The variable function could perform many actions with the property. It could register the property to some service, it could inspect assignment, it could be made lazy (similar to the stdlib lazy delegate), or more. However you can do all of this without property delegates since your Var class is essentually a delegate already just without the fancy Kotlin wrapping.

You can also access a properties delegate with reflection using getDelegate()
This might open up the option to do dependencies like this:

val y: Float by variable { x * 5 }.dependsOn(::x)

Of course, this is me guessing on one option for implementation. I imagine this would be implemented by getting the delegate and registering the dependency.

To be fair, using property delegates might hide some of the complexity while you’re implementing things. Technically, your Var class is a conceptual delegate class, and how it would be done in another language like Java. It might be a good idea to not use the Kotlin delegation mechanisms until you’ve implemented the core logic and then later add in some function that returns a Kotlin language property delegate.

Here’s a relevant StackOverflow thread: Kotlin Null Pointer Exception from value not being initialized prior to parent classes constructor/init block running - Stack Overflow

And here’s some links in the Kotlin docs:

This is a digression, but years ago I was experimenting with a similar concept of reactive variables. I just found my source code and although I was not able to launch it, you can find some examples below. Maybe you will get some ideas from it.

Example 1:

class User(firstName: String, lastName: String) {
    private val firstNameVar = Var.of(firstName)
    private val lastNameVar = Var.of(lastName)
    private val fullNameVar = firstNameVar + " " + lastNameVar

    var firstName by firstNameVar
    var lastName by lastNameVar
    var fullName by fullNameVar

fun main() {
    val user = User("John", "Smith")
    println(user.fullName) // John Smith
    user.firstName = "James"
    println(user.fullName) // James Smith
    // other way around
    user.fullName = "Rocky Balboa"
    println(user.firstName) // Rocky

Example 2:

val passwordVar = Var.of("")

var password by passwordVar
val msg by if_ (passwordVar.length ge 8) { "Password is ok" } else_ { "Password is too short" }

password = "pass"
println(msg) // Password is too short

password = "qwertyuiop"
println(msg) // Password is ok

Then I realized people prefer to work with reactive streams and with solutions like Compose. Anyway, it is an interesting thing to experiment :slight_smile:

If we’re digressing, I too made some modifications playing around with React (but the UI framework kind :wink: ) to learn delegates.

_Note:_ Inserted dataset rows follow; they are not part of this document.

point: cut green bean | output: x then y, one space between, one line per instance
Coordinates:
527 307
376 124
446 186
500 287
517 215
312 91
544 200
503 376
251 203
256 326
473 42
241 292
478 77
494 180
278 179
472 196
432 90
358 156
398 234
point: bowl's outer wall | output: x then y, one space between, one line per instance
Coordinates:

My focus was that I wanted to avoid writing the Props and State, which might look like this:

interface TickerProps : RProps {
    var startFrom: Int

interface TickerState : RState {
    var secondsElapsed: Int

and instead, use delegates to avoid creating those interfaces and having to use setState like this:

class Ticker : FComponent<FProps, FState>() {
    val startFrom by prop(0) // No need to define a specialized RProps class
    var secondsElapsed by state(startFrom) // No need to define a specialized RState class.
// ...

Never did anything with it but it was interesting to use for learning property delegates.
The code is messy and dead but you can see it here and the delegate implementation here.